V I R G I N I A   B E A C H, Va., April 10, 2003 -- After Navy pilot Lt. Chad Vincelette ejected from his failing F-14 Tomcat, he fell through the sky, thinking of his military training, and hoping he didn't die on his daughter Annie's fourth birthday.

"The Navy training took over and then I had some time to ponder … and just prayed to the Lord that I didn't die on my daughter's birthday," Vincelette told ABCNEWS' Good Morning America.

The 32-year-old pilot had been flying the F-14 back to the aircraft carrier USS Kitty Hawk after a bombing run over Iraq on April 1 when a mechanical failure forced him and a radar intercept officer, who is from Georgia, to eject at 20,000 feet behind enemy lines. The two men were in a free fall over the desert for what felt like a long time to Vincelette before their parachutes opened.

Then, Vincelette had a slight problem with a line crossing over the canopy of his parachute. His training allowed him to make a midair fix.

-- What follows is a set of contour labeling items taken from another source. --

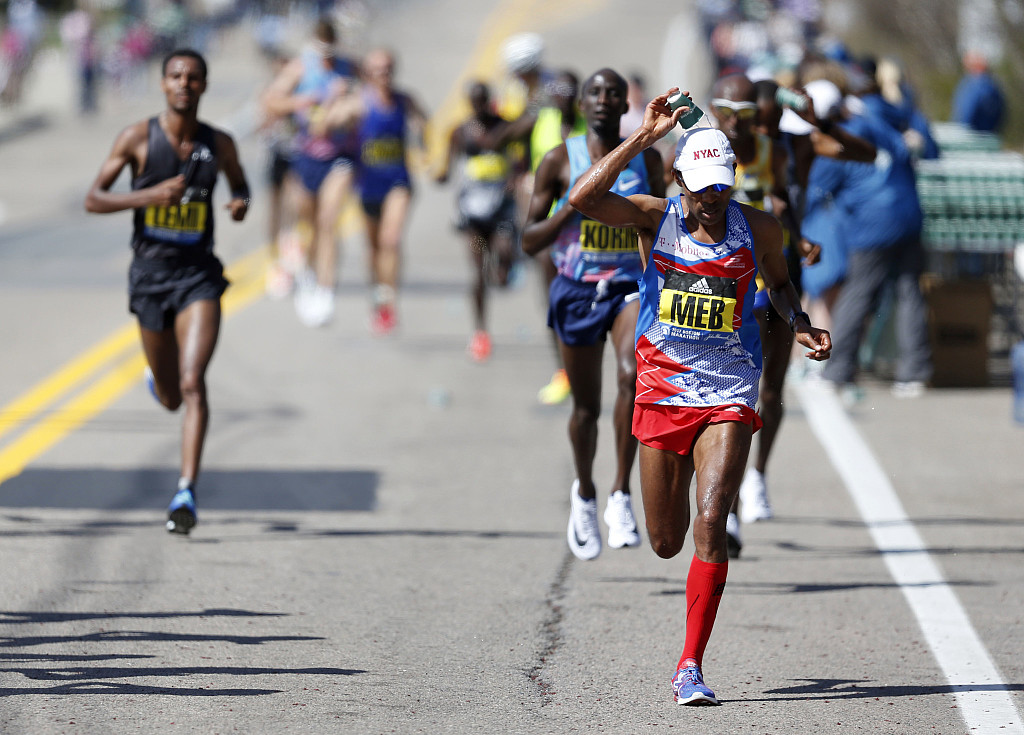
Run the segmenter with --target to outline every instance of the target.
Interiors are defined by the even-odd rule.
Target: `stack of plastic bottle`
[[[1024,156],[998,138],[935,126],[941,157],[918,162],[925,245],[937,251],[1005,252],[1024,240]]]

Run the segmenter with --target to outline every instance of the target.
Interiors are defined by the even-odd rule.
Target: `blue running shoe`
[[[718,704],[715,692],[703,683],[700,666],[687,666],[676,672],[672,680],[676,704]]]
[[[183,487],[174,493],[167,509],[167,530],[187,534],[196,520],[196,496],[190,487]]]

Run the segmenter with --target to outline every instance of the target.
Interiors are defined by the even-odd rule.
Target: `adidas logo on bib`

Cold But Safe in the Desert

Hours later, Air Force rescuers later found Vincelette, shivering and disoriented but uninjured, in the dark desert of southern Iraq. He and the other officer had landed too far away from each other to communicate. Chad managed to pull on the thermal underwear and wool hat from a survival kit his mother-in-law had given him for Christmas.

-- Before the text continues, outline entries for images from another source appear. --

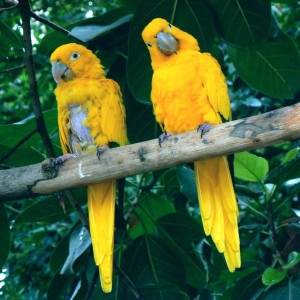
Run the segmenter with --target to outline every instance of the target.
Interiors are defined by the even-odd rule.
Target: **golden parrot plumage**
[[[64,155],[126,144],[125,108],[119,85],[105,77],[100,60],[75,43],[51,55],[58,127]],[[104,292],[112,290],[116,181],[88,186],[88,212],[94,258]]]
[[[227,84],[218,62],[190,34],[157,18],[143,30],[153,68],[151,100],[163,131],[182,133],[231,119]],[[205,125],[204,125],[205,126]],[[241,266],[238,206],[226,157],[194,163],[202,223],[228,269]]]

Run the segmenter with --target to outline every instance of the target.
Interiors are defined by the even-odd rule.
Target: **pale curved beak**
[[[158,48],[165,55],[170,56],[178,51],[178,41],[173,35],[161,31],[156,37]]]
[[[52,76],[57,85],[61,85],[62,80],[69,81],[74,77],[74,74],[66,64],[55,61],[52,63]]]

It was the first confirmed report of a U.S. fighter going down in Iraq during the war.

A week later, Vincelette was flown back to Norfolk Naval Station, where he received a hero's welcome and was reunited with his wife Elizabeth, daughter Annie, 6-year-old son Jackson, and his parents, Liza and Paul.

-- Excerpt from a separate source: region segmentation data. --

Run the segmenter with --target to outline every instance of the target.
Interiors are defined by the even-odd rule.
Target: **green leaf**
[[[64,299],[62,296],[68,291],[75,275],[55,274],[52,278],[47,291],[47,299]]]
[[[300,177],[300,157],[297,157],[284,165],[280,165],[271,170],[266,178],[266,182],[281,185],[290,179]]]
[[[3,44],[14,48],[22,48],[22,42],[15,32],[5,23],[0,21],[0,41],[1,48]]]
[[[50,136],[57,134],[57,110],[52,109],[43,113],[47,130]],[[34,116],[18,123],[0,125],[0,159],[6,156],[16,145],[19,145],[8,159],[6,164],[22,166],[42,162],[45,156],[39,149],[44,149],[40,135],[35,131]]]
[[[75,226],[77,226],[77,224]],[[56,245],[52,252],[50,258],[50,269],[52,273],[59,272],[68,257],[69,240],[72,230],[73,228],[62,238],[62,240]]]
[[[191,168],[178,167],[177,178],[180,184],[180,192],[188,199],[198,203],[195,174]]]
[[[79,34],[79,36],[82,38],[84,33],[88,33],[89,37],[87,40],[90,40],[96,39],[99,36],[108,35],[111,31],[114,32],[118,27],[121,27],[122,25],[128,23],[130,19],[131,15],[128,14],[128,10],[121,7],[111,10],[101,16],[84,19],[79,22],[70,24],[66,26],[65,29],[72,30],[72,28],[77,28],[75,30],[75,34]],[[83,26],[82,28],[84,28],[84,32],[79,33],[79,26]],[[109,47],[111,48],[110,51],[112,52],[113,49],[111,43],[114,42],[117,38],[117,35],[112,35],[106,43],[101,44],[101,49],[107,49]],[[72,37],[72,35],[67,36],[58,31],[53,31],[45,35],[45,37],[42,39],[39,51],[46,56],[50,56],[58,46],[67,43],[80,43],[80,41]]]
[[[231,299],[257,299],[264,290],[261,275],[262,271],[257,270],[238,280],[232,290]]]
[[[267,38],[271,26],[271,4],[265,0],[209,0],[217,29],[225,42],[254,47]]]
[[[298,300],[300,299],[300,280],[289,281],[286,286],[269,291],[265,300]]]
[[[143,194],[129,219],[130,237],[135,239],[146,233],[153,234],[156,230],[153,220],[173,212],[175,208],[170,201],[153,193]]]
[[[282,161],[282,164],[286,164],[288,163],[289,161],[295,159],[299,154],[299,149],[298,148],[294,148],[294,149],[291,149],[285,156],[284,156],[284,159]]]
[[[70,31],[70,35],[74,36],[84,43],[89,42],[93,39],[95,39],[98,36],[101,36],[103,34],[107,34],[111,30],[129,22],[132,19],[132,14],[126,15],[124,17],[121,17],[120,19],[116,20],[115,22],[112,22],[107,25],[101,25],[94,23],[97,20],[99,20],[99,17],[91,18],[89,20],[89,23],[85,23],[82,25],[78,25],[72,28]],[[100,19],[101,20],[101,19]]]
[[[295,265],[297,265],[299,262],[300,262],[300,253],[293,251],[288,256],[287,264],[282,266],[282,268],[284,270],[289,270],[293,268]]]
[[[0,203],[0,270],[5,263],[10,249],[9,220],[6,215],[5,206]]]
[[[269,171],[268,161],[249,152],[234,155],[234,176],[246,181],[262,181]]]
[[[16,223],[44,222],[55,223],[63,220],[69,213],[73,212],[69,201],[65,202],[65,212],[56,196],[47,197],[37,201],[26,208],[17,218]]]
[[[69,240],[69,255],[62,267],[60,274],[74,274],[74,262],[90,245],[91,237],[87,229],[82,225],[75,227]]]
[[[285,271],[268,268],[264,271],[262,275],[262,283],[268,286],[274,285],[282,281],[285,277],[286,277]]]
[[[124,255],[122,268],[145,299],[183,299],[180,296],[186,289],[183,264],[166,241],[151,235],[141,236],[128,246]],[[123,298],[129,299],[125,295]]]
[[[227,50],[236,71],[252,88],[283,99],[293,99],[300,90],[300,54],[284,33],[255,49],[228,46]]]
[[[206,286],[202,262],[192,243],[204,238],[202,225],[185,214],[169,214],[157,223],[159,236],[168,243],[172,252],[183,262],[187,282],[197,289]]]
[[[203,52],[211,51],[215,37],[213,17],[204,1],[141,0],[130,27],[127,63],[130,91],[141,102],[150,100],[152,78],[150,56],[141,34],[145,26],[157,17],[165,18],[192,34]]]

"I came down pretty hard," Vincelette said. "I had a little bit of a sore ankle and a sore behind but other than that I'm doing fine."

He was very grateful that the Air Force rescuers came when they did. The other officer was also rescued.

Greeted With Tears and Good News

Vincelette, an instructor at the strike fighter weapons schoolat Oceana Naval Air Station in Virginia Beach, said he returnedhome to spend time with his family while the Navy investigates themishap. He would not give many details about what happened.

During Vincelette's ordeal, his wife and children were blissfully unaware of what was happening. Elizabeth took the kids to a restaurant to celebrate Annie's birthday with her favorite meal, macaroni and cheese.

Vincelette's father, Paul, a former A-6 pilot, got the phone call while they were out and rushed over with the news. When Elizabeth arrived home, her husband's parents were in the driveway, and she initially thought they had just brought over presents for Annie.

"They greeted me with big hugs and lots of tears and told me he was safe and had ejected and been picked up," Elizabeth Vincelette recalled.

Her father, like Paul Vincelette, had been a military pilot, so the family was prepared for the possible dangers.

"When Chad was 6 he announced to the family that he wanted to be a pilot like his dad," Liza Vincelette recalled. "One Halloween, around the time ofTop Gun, Chad came downstairs dressed in all his dad's flight gear. I said, 'Oh, my gosh. It's Tom Cruise.' "

Now, 6-year-old Jackson seems to be following suit, boasting about his dad's adventure to his friends at school and playing pilot around the house.

"He has an old helmet of mine that he likes to wear around the house," said Chad Vincelette.